Emergência climática e superbactérias: conexão perigosa
Segundo Inger Andersen, diretora do Programa das Nações Unidas para o Meio Ambiente, a resistência antimicrobiana é uma consequência direta das "tripla crise planetária" — mudanças climáticas, perda de biodiversidade e poluição. Ela explica que os padrões insustentáveis de consumo e produção estão impulsionando essa crise. A poluição dos corpos d'água com resíduos de antibióticos usados em fazendas e hospitais cria um ambiente perfeito para que bactérias mutem e se tornem resistentes.
Por exemplo, o despejo inadequado de produtos farmacêuticos e dejetos de fazendas industriais em rios e oceanos facilita a disseminação de superbactérias para o meio ambiente. Esse processo não apenas contamina ecossistemas inteiros, mas também acaba impactando a saúde humana, pois essas bactérias podem retornar para a cadeia alimentar ou contaminar fontes de água potável.
Indústria pecuária e abuso de antibióticos
Outro ponto crítico é a criação intensiva de animais, onde antibióticos são usados em larga escala para prevenir doenças em condições de superlotação. Essas substâncias não apenas atingem os animais, mas também se infiltram no solo e nas águas, acelerando o desenvolvimento de resistência em patógenos.
As práticas agrícolas insustentáveis, associadas ao desmatamento e à destruição de habitats, contribuem para a disseminação de superbactérias em novas regiões. O contato cada vez mais próximo entre humanos e animais selvagens facilita a transmissão de doenças resistentes, criando um ciclo perigoso e difícil de interromper.
Impacto socioeconômico
As repercussões da RAM vão além da saúde: são um fardo econômico gigantesco. A vice-secretária-geral da ONU, Amina Mohammed, destacou que essa crise global gera um custo de US$ 800 bilhões por ano em tratamentos médicos e perda de produtividade. "Não se trata apenas de vidas perdidas, mas de famílias destruídas e futuros roubados", afirmou, sublinhando que o combate à RAM é um "imperativo moral".
Os países de baixa e média renda, já fragilizados por sistemas de saúde subfinanciados, enfrentam o maior peso dessa crise. Com poucos antibióticos novos em desenvolvimento, essas nações ficam ainda mais vulneráveis à propagação descontrolada de infecções que não respondem aos tratamentos convencionais.
Caminho adiante
A aprovação da Declaração Política na ONU foi um importante primeiro passo, mas a ação precisa ser imediata. Ghebreyesus fez um apelo para que todos os países implementem as medidas acordadas até 2026, com ênfase em mais investimento e desenvolvimento de novos antibióticos.

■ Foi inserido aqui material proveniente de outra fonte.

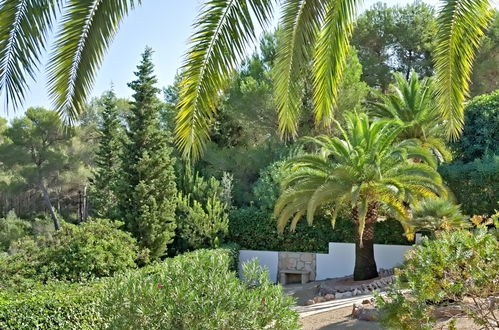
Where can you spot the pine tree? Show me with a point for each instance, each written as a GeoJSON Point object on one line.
{"type": "Point", "coordinates": [148, 193]}
{"type": "Point", "coordinates": [103, 199]}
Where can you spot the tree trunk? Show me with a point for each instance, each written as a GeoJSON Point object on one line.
{"type": "Point", "coordinates": [46, 197]}
{"type": "Point", "coordinates": [365, 264]}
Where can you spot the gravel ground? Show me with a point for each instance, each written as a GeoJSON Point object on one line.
{"type": "Point", "coordinates": [336, 319]}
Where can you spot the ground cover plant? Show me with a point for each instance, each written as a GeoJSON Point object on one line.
{"type": "Point", "coordinates": [197, 290]}
{"type": "Point", "coordinates": [456, 269]}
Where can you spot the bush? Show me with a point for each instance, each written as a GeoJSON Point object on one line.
{"type": "Point", "coordinates": [201, 214]}
{"type": "Point", "coordinates": [56, 306]}
{"type": "Point", "coordinates": [480, 134]}
{"type": "Point", "coordinates": [256, 229]}
{"type": "Point", "coordinates": [475, 184]}
{"type": "Point", "coordinates": [195, 291]}
{"type": "Point", "coordinates": [92, 249]}
{"type": "Point", "coordinates": [12, 229]}
{"type": "Point", "coordinates": [458, 268]}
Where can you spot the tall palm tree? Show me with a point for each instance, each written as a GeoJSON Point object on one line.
{"type": "Point", "coordinates": [366, 169]}
{"type": "Point", "coordinates": [317, 30]}
{"type": "Point", "coordinates": [412, 102]}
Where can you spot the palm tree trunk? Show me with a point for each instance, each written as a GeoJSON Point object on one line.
{"type": "Point", "coordinates": [365, 264]}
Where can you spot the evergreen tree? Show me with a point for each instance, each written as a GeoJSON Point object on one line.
{"type": "Point", "coordinates": [103, 198]}
{"type": "Point", "coordinates": [148, 192]}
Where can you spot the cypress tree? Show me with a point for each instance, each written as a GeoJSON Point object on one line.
{"type": "Point", "coordinates": [103, 200]}
{"type": "Point", "coordinates": [148, 194]}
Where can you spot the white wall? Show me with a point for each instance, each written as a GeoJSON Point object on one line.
{"type": "Point", "coordinates": [340, 260]}
{"type": "Point", "coordinates": [267, 259]}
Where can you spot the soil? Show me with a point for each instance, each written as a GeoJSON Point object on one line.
{"type": "Point", "coordinates": [341, 318]}
{"type": "Point", "coordinates": [336, 319]}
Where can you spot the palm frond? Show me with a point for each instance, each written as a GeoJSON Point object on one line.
{"type": "Point", "coordinates": [88, 28]}
{"type": "Point", "coordinates": [24, 25]}
{"type": "Point", "coordinates": [330, 56]}
{"type": "Point", "coordinates": [300, 23]}
{"type": "Point", "coordinates": [461, 25]}
{"type": "Point", "coordinates": [222, 31]}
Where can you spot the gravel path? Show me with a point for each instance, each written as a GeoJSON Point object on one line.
{"type": "Point", "coordinates": [336, 319]}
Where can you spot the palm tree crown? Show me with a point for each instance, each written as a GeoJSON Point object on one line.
{"type": "Point", "coordinates": [367, 168]}
{"type": "Point", "coordinates": [413, 103]}
{"type": "Point", "coordinates": [312, 30]}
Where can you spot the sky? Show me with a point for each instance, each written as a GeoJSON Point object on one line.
{"type": "Point", "coordinates": [164, 25]}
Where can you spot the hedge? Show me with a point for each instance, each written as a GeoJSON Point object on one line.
{"type": "Point", "coordinates": [59, 305]}
{"type": "Point", "coordinates": [475, 185]}
{"type": "Point", "coordinates": [255, 229]}
{"type": "Point", "coordinates": [197, 290]}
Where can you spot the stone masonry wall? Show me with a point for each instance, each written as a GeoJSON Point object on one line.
{"type": "Point", "coordinates": [298, 261]}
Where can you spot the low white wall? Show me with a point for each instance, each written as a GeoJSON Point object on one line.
{"type": "Point", "coordinates": [340, 260]}
{"type": "Point", "coordinates": [267, 259]}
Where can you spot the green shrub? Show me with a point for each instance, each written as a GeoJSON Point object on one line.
{"type": "Point", "coordinates": [195, 291]}
{"type": "Point", "coordinates": [92, 249]}
{"type": "Point", "coordinates": [12, 229]}
{"type": "Point", "coordinates": [202, 219]}
{"type": "Point", "coordinates": [256, 229]}
{"type": "Point", "coordinates": [56, 306]}
{"type": "Point", "coordinates": [20, 269]}
{"type": "Point", "coordinates": [267, 188]}
{"type": "Point", "coordinates": [457, 268]}
{"type": "Point", "coordinates": [475, 184]}
{"type": "Point", "coordinates": [480, 134]}
{"type": "Point", "coordinates": [75, 252]}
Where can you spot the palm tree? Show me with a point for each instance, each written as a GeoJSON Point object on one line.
{"type": "Point", "coordinates": [435, 214]}
{"type": "Point", "coordinates": [317, 30]}
{"type": "Point", "coordinates": [413, 103]}
{"type": "Point", "coordinates": [367, 170]}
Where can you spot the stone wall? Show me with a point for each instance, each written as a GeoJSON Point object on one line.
{"type": "Point", "coordinates": [298, 261]}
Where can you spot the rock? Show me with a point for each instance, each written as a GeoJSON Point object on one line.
{"type": "Point", "coordinates": [348, 294]}
{"type": "Point", "coordinates": [307, 257]}
{"type": "Point", "coordinates": [329, 297]}
{"type": "Point", "coordinates": [355, 310]}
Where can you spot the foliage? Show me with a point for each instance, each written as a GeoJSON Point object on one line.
{"type": "Point", "coordinates": [255, 229]}
{"type": "Point", "coordinates": [460, 27]}
{"type": "Point", "coordinates": [147, 192]}
{"type": "Point", "coordinates": [486, 68]}
{"type": "Point", "coordinates": [267, 189]}
{"type": "Point", "coordinates": [108, 161]}
{"type": "Point", "coordinates": [12, 229]}
{"type": "Point", "coordinates": [395, 39]}
{"type": "Point", "coordinates": [475, 184]}
{"type": "Point", "coordinates": [58, 305]}
{"type": "Point", "coordinates": [76, 253]}
{"type": "Point", "coordinates": [92, 249]}
{"type": "Point", "coordinates": [201, 214]}
{"type": "Point", "coordinates": [457, 268]}
{"type": "Point", "coordinates": [434, 214]}
{"type": "Point", "coordinates": [38, 144]}
{"type": "Point", "coordinates": [196, 290]}
{"type": "Point", "coordinates": [480, 136]}
{"type": "Point", "coordinates": [364, 170]}
{"type": "Point", "coordinates": [412, 102]}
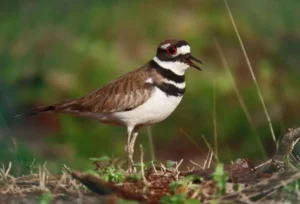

A proteção do meio ambiente e o combate à RAM estão interligados de maneira profunda. A poluição e o manejo inadequado dos recursos naturais estão criando condições propícias para o surgimento de superbactérias, e, sem uma mudança radical nos padrões de consumo e produção, as gerações futuras poderão enfrentar uma era pós-antibiótica, onde até mesmo infecções simples se tornam fatais.
Chamado urgente
A mensagem da comunidade científica é clara: proteger o planeta é proteger a nossa saúde. Precisamos de práticas agrícolas sustentáveis, uso responsável de medicamentos e uma gestão ambiental que minimize o impacto da poluição. A negligência com o meio ambiente tem um custo alto — não apenas para a biodiversidade, mas também para a vida humana.
A batalha contra as superbactérias não pode ser vencida sem que governos, empresas e cidadãos tomem medidas firmes para frear a degradação ambiental. Caso contrário, estaremos preparando o terreno para um futuro onde os avanços médicos dos últimos séculos podem se tornar irrelevantes diante de infecções incontroláveis.